У Алаис дрогнуло сердце при виде выражения любви и заботы, написанных на его лице.

– Я боюсь, что ты рассердишься, paire. По правде сказать, ты вправе сердиться.

Взгляд стал пристальней, но улыбка не исчезла с губ.

– Обещаю, что не стану бранить тебя, Алаис. Ну же, говори.

– Даже если я признаюсь, что ходила на реку?

Он помедлил, но голос звучал все так же ровно.

– Даже тогда.

«Чем раньше признаешься, тем скорей уладится».

Алаис сложила руки на коленях.

– Сегодня утром, перед самым рассветом, я пошла на реку, туда, где всегда собирала травы.

– Одна?

– Одна, да… – Она встретила его взгляд. – Я помню, что обещала тебе, paire, и прошу простить за непослушание.

– Пешком?

Она кивнула и замолчала, пока он не махнул рукой, ожидая продолжения.

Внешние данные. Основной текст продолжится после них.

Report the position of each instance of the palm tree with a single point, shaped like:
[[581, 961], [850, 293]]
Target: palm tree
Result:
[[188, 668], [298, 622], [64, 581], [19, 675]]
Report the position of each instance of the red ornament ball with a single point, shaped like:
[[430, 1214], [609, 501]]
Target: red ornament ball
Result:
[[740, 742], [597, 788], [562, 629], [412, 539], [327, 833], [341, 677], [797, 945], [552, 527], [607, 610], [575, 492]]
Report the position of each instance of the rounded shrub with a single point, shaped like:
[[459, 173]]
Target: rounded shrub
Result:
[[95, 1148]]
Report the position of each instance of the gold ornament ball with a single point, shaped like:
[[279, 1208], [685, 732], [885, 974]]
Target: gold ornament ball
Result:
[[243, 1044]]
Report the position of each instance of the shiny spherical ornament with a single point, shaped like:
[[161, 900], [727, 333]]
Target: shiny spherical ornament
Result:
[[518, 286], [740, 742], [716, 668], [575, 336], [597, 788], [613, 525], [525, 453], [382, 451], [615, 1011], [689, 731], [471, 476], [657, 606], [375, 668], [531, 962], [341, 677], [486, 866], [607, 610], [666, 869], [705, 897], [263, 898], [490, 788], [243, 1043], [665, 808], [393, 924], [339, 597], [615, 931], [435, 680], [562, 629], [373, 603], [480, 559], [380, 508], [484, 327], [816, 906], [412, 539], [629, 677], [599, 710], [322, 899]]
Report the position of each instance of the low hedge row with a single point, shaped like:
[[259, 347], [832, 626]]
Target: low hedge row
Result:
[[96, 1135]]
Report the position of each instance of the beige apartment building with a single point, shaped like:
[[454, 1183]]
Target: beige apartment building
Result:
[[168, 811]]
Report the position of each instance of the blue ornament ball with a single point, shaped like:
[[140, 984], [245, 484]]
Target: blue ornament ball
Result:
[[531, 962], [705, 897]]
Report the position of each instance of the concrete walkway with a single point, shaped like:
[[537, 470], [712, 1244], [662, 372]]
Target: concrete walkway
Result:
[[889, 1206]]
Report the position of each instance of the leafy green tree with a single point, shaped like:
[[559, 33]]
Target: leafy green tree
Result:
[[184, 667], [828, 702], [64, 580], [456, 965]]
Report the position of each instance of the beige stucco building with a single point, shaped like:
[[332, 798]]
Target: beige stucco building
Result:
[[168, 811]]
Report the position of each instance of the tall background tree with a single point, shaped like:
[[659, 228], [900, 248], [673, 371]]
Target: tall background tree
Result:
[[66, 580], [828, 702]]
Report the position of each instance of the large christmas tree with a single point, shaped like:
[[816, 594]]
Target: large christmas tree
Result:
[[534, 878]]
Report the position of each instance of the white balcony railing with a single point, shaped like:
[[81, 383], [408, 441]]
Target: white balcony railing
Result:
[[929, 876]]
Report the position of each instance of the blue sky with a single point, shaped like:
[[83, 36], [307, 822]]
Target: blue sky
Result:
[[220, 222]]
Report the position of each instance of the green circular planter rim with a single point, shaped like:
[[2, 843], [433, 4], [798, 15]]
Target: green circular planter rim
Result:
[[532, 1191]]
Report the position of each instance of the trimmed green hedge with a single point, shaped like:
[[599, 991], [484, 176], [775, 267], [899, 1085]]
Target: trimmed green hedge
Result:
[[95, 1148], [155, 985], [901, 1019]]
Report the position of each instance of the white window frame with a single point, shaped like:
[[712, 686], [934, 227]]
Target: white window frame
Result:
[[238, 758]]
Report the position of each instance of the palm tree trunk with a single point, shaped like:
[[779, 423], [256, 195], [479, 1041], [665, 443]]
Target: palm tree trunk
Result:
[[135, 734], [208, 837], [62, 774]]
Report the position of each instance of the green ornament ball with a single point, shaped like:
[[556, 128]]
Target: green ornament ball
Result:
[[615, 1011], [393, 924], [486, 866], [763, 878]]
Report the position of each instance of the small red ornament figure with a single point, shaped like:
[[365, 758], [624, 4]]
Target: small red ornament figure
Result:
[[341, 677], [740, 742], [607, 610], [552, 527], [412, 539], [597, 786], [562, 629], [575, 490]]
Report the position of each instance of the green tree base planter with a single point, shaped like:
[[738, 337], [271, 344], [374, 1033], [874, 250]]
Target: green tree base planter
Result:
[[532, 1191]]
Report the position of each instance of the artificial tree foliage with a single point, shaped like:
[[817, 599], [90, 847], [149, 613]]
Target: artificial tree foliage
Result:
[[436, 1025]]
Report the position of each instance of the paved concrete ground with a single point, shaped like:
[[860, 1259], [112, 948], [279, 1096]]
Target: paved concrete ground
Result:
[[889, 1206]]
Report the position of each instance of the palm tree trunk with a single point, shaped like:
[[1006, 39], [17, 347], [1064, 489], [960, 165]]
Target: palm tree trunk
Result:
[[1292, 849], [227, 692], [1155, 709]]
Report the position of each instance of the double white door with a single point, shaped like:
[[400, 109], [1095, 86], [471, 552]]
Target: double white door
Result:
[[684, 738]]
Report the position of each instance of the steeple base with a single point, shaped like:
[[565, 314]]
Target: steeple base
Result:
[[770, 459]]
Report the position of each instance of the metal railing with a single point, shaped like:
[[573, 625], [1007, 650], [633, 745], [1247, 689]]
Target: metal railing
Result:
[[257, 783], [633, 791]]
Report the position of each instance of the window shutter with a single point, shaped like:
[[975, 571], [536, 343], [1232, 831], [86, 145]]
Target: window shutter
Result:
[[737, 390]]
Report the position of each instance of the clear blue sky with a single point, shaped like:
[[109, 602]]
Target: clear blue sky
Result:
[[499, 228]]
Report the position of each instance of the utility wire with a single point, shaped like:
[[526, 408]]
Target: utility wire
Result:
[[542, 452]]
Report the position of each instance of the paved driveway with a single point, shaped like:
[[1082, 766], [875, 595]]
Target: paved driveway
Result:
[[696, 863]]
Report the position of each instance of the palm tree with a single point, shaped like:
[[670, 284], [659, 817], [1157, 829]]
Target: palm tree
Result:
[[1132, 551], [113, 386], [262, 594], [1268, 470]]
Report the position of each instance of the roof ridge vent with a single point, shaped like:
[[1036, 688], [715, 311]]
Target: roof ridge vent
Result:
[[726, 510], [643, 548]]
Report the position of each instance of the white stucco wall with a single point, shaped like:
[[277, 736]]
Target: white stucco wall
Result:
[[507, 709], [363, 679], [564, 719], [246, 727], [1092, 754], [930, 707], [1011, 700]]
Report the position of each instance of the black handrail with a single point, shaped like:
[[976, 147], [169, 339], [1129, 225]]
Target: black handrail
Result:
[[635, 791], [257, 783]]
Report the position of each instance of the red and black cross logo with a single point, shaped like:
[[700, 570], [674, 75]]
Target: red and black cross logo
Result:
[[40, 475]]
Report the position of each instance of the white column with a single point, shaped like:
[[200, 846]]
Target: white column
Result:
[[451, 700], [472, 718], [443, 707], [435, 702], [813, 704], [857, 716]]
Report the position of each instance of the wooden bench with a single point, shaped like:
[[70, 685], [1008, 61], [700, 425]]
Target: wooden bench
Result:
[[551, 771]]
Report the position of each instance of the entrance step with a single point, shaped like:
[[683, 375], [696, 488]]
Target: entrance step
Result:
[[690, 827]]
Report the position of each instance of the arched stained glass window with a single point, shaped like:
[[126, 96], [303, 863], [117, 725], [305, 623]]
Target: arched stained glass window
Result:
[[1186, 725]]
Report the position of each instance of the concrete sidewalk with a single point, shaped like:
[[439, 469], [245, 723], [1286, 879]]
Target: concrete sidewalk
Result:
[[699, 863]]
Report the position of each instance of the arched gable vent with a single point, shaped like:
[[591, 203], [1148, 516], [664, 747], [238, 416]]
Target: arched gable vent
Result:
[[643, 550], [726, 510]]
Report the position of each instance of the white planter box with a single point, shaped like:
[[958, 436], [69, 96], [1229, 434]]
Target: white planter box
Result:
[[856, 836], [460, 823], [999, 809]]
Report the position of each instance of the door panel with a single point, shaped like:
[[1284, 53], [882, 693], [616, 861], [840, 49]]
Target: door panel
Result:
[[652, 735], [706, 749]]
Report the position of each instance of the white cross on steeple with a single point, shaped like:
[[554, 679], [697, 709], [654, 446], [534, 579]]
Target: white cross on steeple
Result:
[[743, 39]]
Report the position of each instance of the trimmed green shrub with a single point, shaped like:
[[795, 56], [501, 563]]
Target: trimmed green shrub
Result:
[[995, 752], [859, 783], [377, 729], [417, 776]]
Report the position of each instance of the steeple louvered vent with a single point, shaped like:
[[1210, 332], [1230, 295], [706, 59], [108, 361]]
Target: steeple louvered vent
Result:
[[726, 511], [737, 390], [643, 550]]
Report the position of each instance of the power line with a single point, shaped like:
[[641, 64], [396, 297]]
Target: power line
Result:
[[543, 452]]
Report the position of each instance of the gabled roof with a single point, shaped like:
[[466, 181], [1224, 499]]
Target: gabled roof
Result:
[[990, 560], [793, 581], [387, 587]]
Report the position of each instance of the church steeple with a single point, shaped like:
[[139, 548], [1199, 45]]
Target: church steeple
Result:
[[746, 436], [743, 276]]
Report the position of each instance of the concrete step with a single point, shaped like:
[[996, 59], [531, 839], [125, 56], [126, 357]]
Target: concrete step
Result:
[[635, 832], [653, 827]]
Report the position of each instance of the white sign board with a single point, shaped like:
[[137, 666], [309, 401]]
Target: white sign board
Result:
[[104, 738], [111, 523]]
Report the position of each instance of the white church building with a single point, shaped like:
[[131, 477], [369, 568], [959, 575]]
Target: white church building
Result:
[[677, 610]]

– Я там довольно долго пробыла. Никого не видела. Когда уже собиралась уходить, заметила в воде что-то вроде тюка материи. Хорошей материи. На самом деле… – Алаис осеклась, чувствуя, как кровь отхлынула от щек. – На самом деле там был труп. Мужчины. С темными курчавыми волосами. Сперва я думала, он утонул. Мне было плохо видно. Потом разглядела: у него горло перерезано.

Отец окаменел:

– Ты не трогала тело?

Алаис замотала головой:

– Нет, но… – Она смущенно опустила глаза. – Я испугалась. Боюсь, я потеряла голову. Все там побросала. Только и думала, как оттуда выбраться и рассказать тебе, что нашла.

Он снова нахмурился:

– И ты никого не видела?

– Ни души. Место совсем пустынное. Но я, когда увидела мертвеца, испугалась, что те, кто его убил, где-то рядом. – Голос у нее дрогнул. – Мне казалось, я чувствую на себе их взгляды. Будто за мной подглядывают. Так мне подумалось.

– Значит, с тобой ничего дурного не случилось, – осторожно проговорил он, тщательно выбирая слова. – Никто тебя не задержал? Не обидел?

Краска, показавшаяся на щеках Алаис, доказывала, что она поняла, о чем думает отец.

– Ничего плохого со мной не случилось, кроме того, что моя гордость пострадала и… ты на меня сердишься.

Она заметила облегчение на лице отца, когда он улыбнулся, и впервые за время разговора улыбка отразилась в глазах.

– Ну, – вздохнул он, – забыв на время о твоем безрассудстве, Алаис, и о твоем непослушании… Не будем пока о нем… Ты правильно поступила, что рассказала мне.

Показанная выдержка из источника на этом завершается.